There is an oft-quoted statistic about the growth rate of data volumes that I wanted to use in some context, and I started searching for a source. I googled "data volumes" +"double every" to see what I could find, and to my surprise, lots of hits, but it is difficult to pin down the exact parameters. Lots of folks are using the statistic:

"Data doubles every year"
"The amount of stored data from corporations nearly doubles every year"
"...the amount of data stored by businesses doubles every year to 18 months."
"In his book “Simplicity,” business management expert and author Bill Jensen indicates that the most conservative estimates show business information doubling every three years, while some estimates say data doubles every year. "
"Unstructured data doubles every three months"

I am still following links from the first page of results, and we are doubling our data every 3 to 18 months.

"Reed's Law states that the volume of data doubles every 12 months. "

OK, so there is actually a law about it. Hold on a second, according to wikipedia this law is about the utility of (social) networks, so perhaps the law doesn't apply in all jurisdictions.

Anyway, these may all be references to a UC Berkeley study on the growth of data , which said that the amount of information stored on media such as hard disk drives doubled between 2000 and 2003.

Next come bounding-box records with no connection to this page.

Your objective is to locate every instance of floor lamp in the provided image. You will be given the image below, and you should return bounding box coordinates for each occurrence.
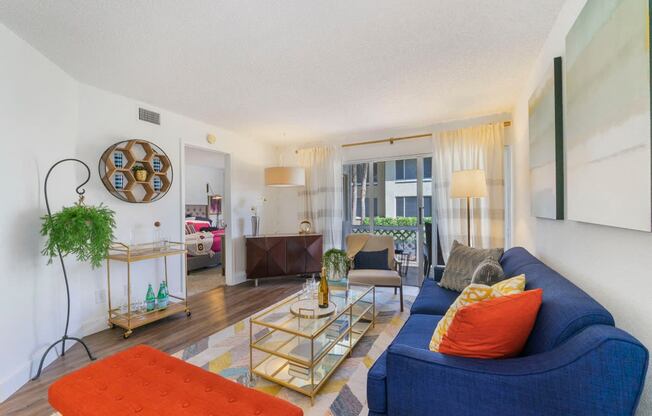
[451,169,487,247]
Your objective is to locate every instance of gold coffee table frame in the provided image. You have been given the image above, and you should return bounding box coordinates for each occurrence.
[106,241,191,339]
[249,284,376,404]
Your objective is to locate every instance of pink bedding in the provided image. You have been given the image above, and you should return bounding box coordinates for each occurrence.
[211,229,224,253]
[186,220,224,253]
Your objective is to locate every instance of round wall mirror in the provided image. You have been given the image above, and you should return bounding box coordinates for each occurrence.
[99,140,172,203]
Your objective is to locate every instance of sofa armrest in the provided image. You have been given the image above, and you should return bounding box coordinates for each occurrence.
[387,325,648,416]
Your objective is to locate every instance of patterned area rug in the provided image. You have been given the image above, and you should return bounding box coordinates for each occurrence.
[52,287,419,416]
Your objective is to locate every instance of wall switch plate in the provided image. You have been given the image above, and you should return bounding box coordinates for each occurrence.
[95,289,106,305]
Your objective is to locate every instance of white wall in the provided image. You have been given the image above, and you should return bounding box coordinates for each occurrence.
[512,0,652,414]
[0,25,80,400]
[184,147,225,205]
[0,25,274,400]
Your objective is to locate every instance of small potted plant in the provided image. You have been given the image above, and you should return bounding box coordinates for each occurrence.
[41,203,115,268]
[131,165,147,182]
[322,248,351,282]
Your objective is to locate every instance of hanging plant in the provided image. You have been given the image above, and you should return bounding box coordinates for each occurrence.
[323,248,351,280]
[41,203,115,268]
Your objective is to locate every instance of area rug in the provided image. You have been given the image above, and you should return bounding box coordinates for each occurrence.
[55,287,419,416]
[174,287,418,416]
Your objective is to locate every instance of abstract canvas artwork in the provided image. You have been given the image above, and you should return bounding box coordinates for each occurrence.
[528,57,564,220]
[564,0,652,232]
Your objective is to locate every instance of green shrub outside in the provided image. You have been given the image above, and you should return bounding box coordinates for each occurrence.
[363,217,432,227]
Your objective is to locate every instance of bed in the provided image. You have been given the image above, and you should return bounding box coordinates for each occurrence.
[185,205,224,272]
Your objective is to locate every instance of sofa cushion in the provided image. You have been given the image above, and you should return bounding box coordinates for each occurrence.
[438,289,543,358]
[439,240,503,292]
[500,247,614,355]
[349,269,401,286]
[367,315,441,414]
[367,351,387,414]
[410,279,460,315]
[471,259,505,286]
[429,275,525,352]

So let's look at this a little more carefully - we have a scientific study that looks not at the creation of data, but rather the use of storage media to hold what is out there. And out there is a lot of stuff needing a lot of storage, like images, music, videos, etc. Things that have information yet from which are still a challenge to extract data. Also, consider that for each thing out there, there are likely to be a lot of copies! I am sure that a scan of all the TiVos in the country would demonstrate that lots of people are still catching up on older episodes of 24 and American Idol.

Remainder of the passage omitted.